As writer and professional dominatrix Margret Corvid says in The Guardian, “Fifty Shades of Grey” is designed to excite rather than educate and, in doing so, leaves out the things that differentiate BDSM from abuse. Such things include informed consent, direct communication and allusions to the positive side of BDSM, according to Corvid. Indeed, Grey’s character is revealed to have been abused as a child and uses his sexual practices as an apparent coping mechanism. “Christian Grey is given a sordid back-story for his kinks, but in the real world, we (partake) because it makes us happy,” Corvid says.
Because BDSM and other kinds of sexual experimentation are often risky, those interested in such activities have established communities that follow strict rules concerning safety and consent, Green writes. “The mores of sexual interaction will be intentional, rigorous, non-negotiable and completely understood by everyone involved,” Green says. “Making sexual interactions both safe and mutually gratifying requires self-knowledge, communication skills and emotional maturity…the problem is that ‘Fifty Shades’ casually associates…sex with violence, but without any of this context.”
There’s certainly truth in the fact that “Fifty Shades of Grey” is a fictional story and must therefore be taken with a grain of salt. But the abusive tendencies depicted in the film are all too real, and the narrative, however imaginary, does not make abuse of any kind tolerable.

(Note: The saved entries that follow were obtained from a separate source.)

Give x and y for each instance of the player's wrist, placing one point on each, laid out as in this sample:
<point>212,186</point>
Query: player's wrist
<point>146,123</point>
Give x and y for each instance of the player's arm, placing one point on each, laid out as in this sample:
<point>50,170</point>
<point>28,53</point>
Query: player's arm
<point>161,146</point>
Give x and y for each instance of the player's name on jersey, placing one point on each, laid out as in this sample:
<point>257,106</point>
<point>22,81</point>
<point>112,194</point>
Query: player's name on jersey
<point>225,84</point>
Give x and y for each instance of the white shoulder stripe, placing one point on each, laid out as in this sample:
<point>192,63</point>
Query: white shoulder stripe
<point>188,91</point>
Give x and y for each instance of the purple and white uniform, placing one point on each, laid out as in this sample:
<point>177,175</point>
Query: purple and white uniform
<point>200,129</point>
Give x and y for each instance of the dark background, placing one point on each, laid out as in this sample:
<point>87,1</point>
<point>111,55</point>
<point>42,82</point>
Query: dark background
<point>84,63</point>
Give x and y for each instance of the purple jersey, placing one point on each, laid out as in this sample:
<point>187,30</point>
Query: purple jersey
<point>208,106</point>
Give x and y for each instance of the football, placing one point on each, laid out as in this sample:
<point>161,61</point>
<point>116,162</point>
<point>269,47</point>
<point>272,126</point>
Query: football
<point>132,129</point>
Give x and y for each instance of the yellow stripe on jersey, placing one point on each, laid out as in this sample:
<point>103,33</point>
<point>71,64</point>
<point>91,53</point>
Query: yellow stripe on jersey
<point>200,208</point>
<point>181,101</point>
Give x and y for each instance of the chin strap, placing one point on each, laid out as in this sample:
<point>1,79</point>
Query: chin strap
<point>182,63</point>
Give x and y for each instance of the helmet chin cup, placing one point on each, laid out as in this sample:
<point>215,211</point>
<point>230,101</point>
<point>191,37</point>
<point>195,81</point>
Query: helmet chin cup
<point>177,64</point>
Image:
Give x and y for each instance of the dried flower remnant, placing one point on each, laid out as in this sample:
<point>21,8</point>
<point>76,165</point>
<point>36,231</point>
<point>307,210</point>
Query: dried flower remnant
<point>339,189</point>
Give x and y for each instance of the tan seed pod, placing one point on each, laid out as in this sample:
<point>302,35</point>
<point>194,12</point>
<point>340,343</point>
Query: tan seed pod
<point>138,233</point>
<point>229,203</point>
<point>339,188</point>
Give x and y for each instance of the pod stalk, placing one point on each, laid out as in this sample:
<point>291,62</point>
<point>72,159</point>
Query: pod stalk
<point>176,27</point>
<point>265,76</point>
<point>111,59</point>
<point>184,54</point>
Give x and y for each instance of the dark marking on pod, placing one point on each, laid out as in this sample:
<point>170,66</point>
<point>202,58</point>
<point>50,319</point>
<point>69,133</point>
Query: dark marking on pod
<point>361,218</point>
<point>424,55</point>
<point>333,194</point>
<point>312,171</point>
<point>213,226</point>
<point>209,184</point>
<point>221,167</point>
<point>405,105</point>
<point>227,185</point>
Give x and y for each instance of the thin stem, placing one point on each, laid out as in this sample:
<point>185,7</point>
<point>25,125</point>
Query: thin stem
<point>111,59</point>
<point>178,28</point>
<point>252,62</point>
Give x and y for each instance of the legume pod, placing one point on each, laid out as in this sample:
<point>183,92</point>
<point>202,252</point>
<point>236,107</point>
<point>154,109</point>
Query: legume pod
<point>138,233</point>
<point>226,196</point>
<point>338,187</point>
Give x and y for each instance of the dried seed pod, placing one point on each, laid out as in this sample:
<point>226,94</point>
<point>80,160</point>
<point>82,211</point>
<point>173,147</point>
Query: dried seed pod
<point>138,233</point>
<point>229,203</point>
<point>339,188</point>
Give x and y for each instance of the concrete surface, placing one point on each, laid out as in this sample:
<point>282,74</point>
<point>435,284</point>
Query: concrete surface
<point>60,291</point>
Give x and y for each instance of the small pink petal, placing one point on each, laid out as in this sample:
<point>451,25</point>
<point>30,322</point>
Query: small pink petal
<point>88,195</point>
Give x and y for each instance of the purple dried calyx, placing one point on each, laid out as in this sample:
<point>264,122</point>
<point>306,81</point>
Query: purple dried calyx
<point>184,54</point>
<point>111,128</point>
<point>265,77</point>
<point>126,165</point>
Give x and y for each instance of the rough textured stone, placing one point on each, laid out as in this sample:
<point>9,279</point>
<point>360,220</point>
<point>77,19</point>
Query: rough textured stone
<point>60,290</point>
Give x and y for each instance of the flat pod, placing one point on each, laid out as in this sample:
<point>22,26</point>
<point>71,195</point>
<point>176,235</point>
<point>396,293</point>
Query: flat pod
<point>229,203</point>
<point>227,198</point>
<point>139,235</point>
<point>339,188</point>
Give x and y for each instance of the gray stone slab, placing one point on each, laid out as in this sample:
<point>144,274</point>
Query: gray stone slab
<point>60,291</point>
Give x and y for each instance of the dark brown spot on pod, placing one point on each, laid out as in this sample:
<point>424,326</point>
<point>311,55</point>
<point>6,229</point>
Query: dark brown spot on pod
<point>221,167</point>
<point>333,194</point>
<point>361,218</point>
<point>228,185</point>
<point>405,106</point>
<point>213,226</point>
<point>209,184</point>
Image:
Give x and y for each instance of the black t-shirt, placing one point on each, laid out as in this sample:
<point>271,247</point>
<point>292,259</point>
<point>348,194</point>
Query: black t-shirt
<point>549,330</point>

The hope to bring conversations regarding BDSM, and simply more general conversation about sexuality, into the public sphere is no doubt positive. But it cannot truly be a healthy discussion if we’re basing it on a harmful representation of the subject at hand.
There’s a fine line between sexual violence and certain types of sexual preference. But perpetuating casual attitudes toward physical and emotional abuse?
There’s nothing remotely romantic about that.